I have the following 4 arrays and I want to get the indices of the values that are equal in the arrays A and X corresponding to the values in the same position in B and Y. So for the following example,
import numpy as np
A = np.asarray([400.5, 100, 700, 200, 15, 900])
B = np.asarray([500.5, 200, 500, 600.5, 8, 999])
X = np.asarray([400.5, 700, 100, 300, 15, 555, 900])
Y = np.asarray([500.5, 500,600.5, 100, 8, 555, 999])
I want to get two arrays with the indices:
where indAB are the indices of the values in A and B that are equal to the values in X and Y and indXY are the indices of the values in X and Y that are equal to the values in A and B.
This is my attempt so far:
def indices(a,b):
setb = set(b)
ind = [i for i, x in enumerate(a) if x in setb]
return ind
iA = np.asarray(indices(A,X))
iB = np.asarray(indices(X,A))
iX = np.asarray(indices(B,Y))
iY = np.asarray(indices(Y,B))
def CommonIndices(a,b):
return np.asarray(list(set(a) & set(b)))
indAB = CommonIndices(iA,iX)
indXY = CommonIndices(iB,iY)
print(indAB) # returns = [0 2 4 5]
print(indXY) # returns = [0 1 2 4 6]
I keep getting [0 1 2 4 6] for indXY which is incorrect. 2 is not supposed to be included because even though 600.5 is in Y and B, 200 and 100 in A and B (respectively) are not equal.
I would be very grateful if someone could offer a solution to this. Many thanks!
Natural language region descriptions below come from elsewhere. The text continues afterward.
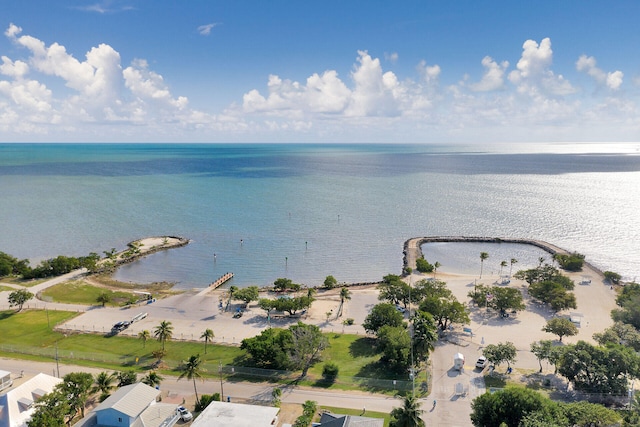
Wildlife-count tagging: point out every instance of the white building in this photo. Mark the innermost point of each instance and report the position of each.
(16, 404)
(225, 414)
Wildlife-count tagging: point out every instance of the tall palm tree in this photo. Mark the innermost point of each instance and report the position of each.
(503, 264)
(103, 383)
(152, 379)
(345, 294)
(192, 370)
(436, 266)
(163, 332)
(483, 256)
(408, 415)
(513, 261)
(207, 336)
(144, 336)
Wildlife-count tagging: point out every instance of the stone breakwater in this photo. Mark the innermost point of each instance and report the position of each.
(413, 251)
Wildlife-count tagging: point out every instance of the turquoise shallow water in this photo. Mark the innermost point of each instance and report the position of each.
(306, 211)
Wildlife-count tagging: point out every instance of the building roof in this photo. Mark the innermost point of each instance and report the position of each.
(328, 419)
(130, 400)
(225, 414)
(16, 403)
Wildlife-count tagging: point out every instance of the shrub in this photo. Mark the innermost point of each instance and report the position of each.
(330, 371)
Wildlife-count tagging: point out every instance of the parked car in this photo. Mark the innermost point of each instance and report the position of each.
(481, 363)
(184, 413)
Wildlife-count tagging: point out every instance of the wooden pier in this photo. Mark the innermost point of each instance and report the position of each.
(221, 280)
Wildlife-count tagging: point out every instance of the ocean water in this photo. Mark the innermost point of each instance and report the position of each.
(305, 211)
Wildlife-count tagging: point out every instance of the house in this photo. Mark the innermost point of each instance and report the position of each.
(327, 419)
(133, 405)
(226, 414)
(16, 404)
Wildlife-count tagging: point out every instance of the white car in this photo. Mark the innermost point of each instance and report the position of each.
(481, 362)
(184, 413)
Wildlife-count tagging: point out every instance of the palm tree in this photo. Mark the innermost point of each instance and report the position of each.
(513, 261)
(144, 336)
(103, 383)
(483, 256)
(152, 379)
(191, 370)
(436, 266)
(163, 332)
(502, 265)
(408, 415)
(207, 336)
(344, 295)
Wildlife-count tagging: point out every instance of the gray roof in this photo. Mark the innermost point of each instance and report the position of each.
(131, 399)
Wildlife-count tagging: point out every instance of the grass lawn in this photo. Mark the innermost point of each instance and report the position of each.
(80, 292)
(358, 412)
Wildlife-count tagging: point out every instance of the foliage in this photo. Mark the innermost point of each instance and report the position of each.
(330, 282)
(612, 277)
(207, 336)
(126, 378)
(306, 347)
(408, 415)
(330, 371)
(247, 294)
(570, 262)
(598, 369)
(542, 350)
(152, 379)
(192, 369)
(425, 335)
(501, 352)
(19, 298)
(560, 326)
(381, 315)
(424, 266)
(308, 411)
(619, 333)
(267, 350)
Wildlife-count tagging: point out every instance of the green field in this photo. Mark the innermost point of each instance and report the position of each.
(79, 292)
(29, 335)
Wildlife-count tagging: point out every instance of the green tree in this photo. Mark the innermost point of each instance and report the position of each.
(163, 332)
(395, 344)
(207, 336)
(542, 350)
(382, 314)
(408, 415)
(483, 257)
(144, 336)
(501, 352)
(103, 298)
(560, 326)
(192, 370)
(306, 347)
(152, 379)
(247, 294)
(345, 295)
(425, 335)
(330, 282)
(76, 387)
(19, 298)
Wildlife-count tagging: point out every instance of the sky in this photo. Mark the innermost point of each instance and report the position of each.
(428, 71)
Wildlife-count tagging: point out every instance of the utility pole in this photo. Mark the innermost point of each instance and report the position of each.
(221, 387)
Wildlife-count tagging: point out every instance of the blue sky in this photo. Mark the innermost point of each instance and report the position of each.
(331, 71)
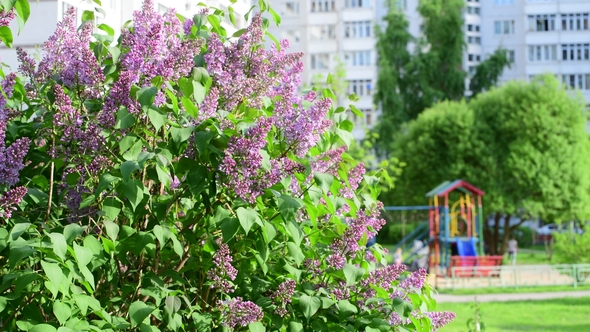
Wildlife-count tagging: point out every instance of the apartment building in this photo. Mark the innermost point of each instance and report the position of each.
(330, 32)
(46, 13)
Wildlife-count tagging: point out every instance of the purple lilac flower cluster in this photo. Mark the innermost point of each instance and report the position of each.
(67, 55)
(236, 312)
(154, 48)
(223, 269)
(9, 201)
(440, 319)
(6, 17)
(282, 296)
(367, 222)
(11, 158)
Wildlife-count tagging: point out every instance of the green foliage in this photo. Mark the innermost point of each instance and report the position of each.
(571, 248)
(410, 82)
(489, 71)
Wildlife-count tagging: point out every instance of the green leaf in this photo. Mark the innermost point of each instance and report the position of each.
(202, 139)
(6, 36)
(17, 254)
(55, 276)
(18, 230)
(112, 229)
(275, 17)
(256, 327)
(61, 311)
(124, 119)
(83, 255)
(199, 92)
(138, 312)
(346, 309)
(104, 181)
(87, 16)
(23, 9)
(180, 135)
(60, 246)
(229, 228)
(324, 181)
(190, 107)
(309, 305)
(247, 217)
(157, 118)
(128, 167)
(72, 231)
(352, 274)
(110, 31)
(295, 252)
(43, 328)
(111, 207)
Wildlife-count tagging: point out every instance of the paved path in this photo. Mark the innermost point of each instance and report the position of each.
(509, 297)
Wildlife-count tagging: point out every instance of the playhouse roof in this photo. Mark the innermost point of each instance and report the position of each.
(448, 186)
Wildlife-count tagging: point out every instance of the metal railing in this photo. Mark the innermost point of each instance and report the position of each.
(515, 276)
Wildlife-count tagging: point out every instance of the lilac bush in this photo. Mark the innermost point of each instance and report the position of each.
(177, 179)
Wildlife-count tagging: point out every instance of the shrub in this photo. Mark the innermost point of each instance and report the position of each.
(176, 180)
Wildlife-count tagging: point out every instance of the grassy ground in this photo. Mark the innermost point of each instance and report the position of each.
(557, 315)
(505, 290)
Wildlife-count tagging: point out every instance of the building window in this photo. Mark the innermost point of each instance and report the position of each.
(359, 29)
(473, 27)
(358, 3)
(576, 81)
(322, 32)
(358, 58)
(543, 53)
(474, 57)
(541, 22)
(511, 55)
(359, 87)
(293, 36)
(318, 6)
(504, 27)
(290, 8)
(575, 52)
(474, 40)
(320, 61)
(473, 10)
(574, 21)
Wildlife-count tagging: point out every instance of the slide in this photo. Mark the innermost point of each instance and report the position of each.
(466, 247)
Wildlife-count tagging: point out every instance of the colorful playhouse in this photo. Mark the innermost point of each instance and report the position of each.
(454, 231)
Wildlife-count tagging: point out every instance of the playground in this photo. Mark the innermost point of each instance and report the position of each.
(450, 246)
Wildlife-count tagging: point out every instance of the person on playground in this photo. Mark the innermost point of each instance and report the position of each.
(512, 249)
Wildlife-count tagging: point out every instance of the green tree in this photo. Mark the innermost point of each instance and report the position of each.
(411, 81)
(534, 153)
(524, 144)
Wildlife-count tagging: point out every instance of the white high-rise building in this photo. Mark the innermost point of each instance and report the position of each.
(541, 36)
(46, 13)
(330, 32)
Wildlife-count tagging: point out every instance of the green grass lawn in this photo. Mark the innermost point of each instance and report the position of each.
(557, 315)
(505, 290)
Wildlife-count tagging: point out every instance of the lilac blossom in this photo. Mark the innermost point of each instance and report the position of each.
(223, 269)
(66, 54)
(10, 200)
(236, 312)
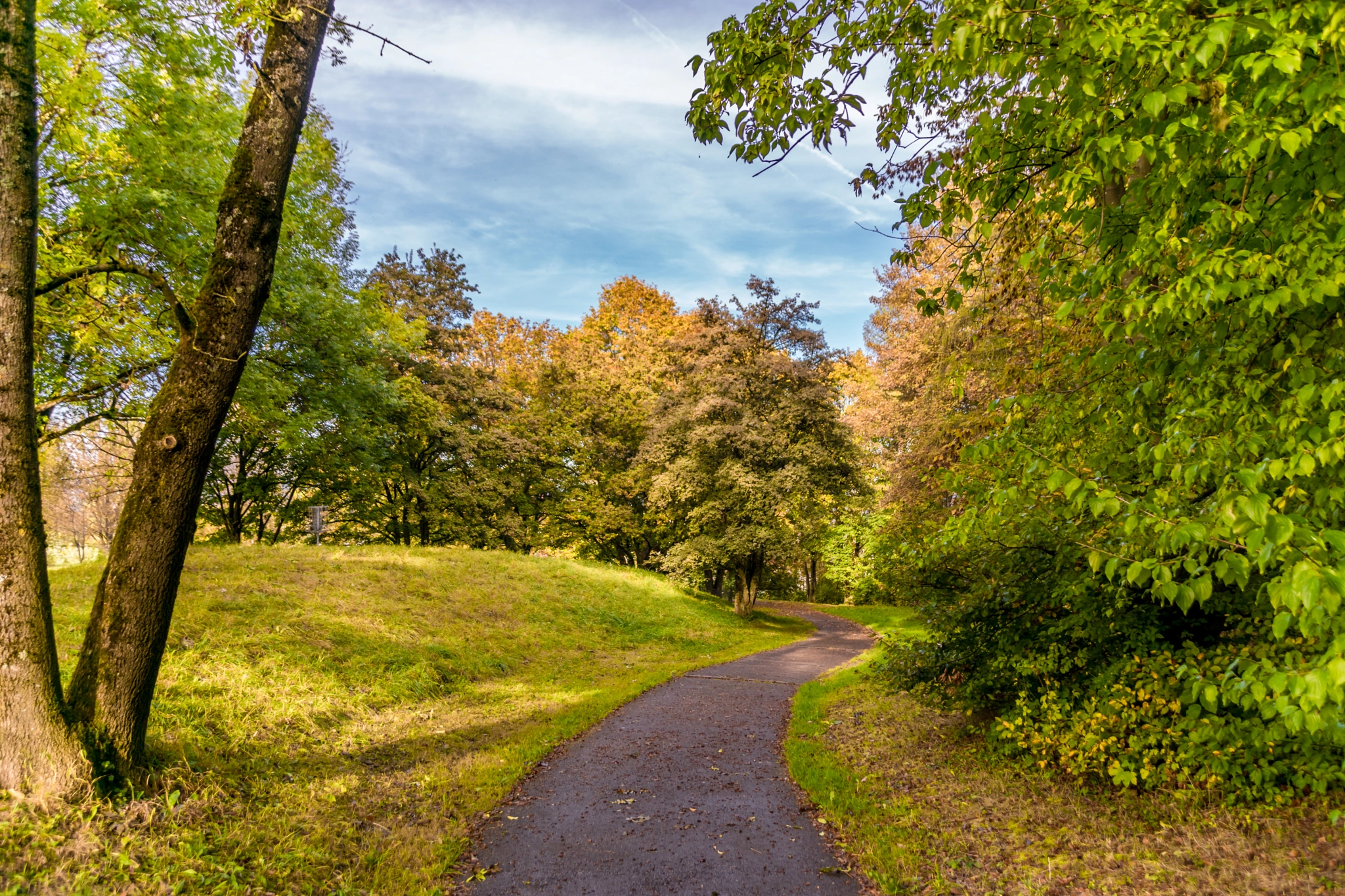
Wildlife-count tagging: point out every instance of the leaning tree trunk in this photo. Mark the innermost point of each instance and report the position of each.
(115, 679)
(37, 748)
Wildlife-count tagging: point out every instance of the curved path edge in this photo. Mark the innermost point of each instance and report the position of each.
(682, 790)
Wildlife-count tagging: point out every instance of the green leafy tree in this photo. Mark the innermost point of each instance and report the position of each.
(1185, 160)
(749, 431)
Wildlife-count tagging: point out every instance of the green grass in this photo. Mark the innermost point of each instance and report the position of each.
(334, 719)
(917, 803)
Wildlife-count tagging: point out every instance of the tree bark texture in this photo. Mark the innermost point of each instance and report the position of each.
(115, 679)
(748, 578)
(38, 754)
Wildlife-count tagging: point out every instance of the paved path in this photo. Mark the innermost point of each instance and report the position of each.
(684, 790)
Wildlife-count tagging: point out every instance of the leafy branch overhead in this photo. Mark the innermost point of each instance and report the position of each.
(1168, 178)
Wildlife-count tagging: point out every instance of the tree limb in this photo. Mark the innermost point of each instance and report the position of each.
(119, 267)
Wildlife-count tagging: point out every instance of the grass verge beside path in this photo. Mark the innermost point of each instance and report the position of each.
(915, 802)
(328, 720)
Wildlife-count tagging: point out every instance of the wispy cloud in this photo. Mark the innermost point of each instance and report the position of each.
(546, 144)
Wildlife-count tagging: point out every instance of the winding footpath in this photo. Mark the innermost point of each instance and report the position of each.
(682, 790)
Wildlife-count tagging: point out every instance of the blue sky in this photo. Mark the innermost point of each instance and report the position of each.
(546, 146)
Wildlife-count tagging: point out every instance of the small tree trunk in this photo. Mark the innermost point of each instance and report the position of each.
(748, 578)
(115, 679)
(38, 752)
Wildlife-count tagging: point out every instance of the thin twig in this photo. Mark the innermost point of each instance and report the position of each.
(346, 23)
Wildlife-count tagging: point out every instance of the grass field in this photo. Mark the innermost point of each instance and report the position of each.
(331, 720)
(919, 806)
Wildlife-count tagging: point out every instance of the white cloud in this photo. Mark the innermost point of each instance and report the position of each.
(546, 144)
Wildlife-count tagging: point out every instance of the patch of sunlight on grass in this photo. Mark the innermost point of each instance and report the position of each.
(330, 719)
(919, 803)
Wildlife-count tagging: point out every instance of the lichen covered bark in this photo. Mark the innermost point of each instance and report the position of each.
(115, 679)
(37, 750)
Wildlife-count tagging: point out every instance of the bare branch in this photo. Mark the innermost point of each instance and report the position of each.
(79, 425)
(346, 23)
(119, 267)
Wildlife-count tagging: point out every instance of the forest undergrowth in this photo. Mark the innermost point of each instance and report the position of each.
(334, 719)
(916, 803)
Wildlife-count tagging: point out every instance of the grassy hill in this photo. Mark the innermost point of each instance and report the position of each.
(331, 719)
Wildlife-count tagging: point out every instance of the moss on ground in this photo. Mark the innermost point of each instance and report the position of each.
(916, 803)
(332, 720)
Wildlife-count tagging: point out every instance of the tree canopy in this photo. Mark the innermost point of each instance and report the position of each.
(1166, 481)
The numpy_indexed package (disclaimer: I am its author) contains functionality to do this kind of thing efficiently and elegantly. Memory requirements are linear, and computational requirements NlogN for this method. For the substantial arrays you are considering, the speed benefit relative to the currently accepted brute force method could easily be orders of magnitude:
import numpy as np
import numpy_indexed as npi
A = np.asarray([400.5, 100, 700, 200, 15, 900])
B = np.asarray([500.5, 200, 500, 600.5, 8, 999])
X = np.asarray([400.5, 700, 100, 300, 15, 555, 900])
Y = np.asarray([500.5, 500,600.5, 100, 8, 555, 999])
AB = np.stack([A, B], axis=-1)
XY = np.stack([X, Y], axis=-1)
# casting the AB and XY arrays to npi.index first is not required, but a performance optimization; without this each call to npi.indices would have to re-index the arrays, which is the expensive part
AB = npi.as_index(AB)
XY = npi.as_index(XY)
# npi.indices(list, items) is a vectorized nd-equivalent of list.index(item)
indAB = npi.indices(AB, XY, missing='mask').compressed()
indXY = npi.indices(XY, AB, missing='mask').compressed()
Note that you can choose how to handle missing values as well. Also take a look at the set-operations, such as npi.intersection(XY, AB); they might provider a simpler route to what it is you aim to achieve at a higher level.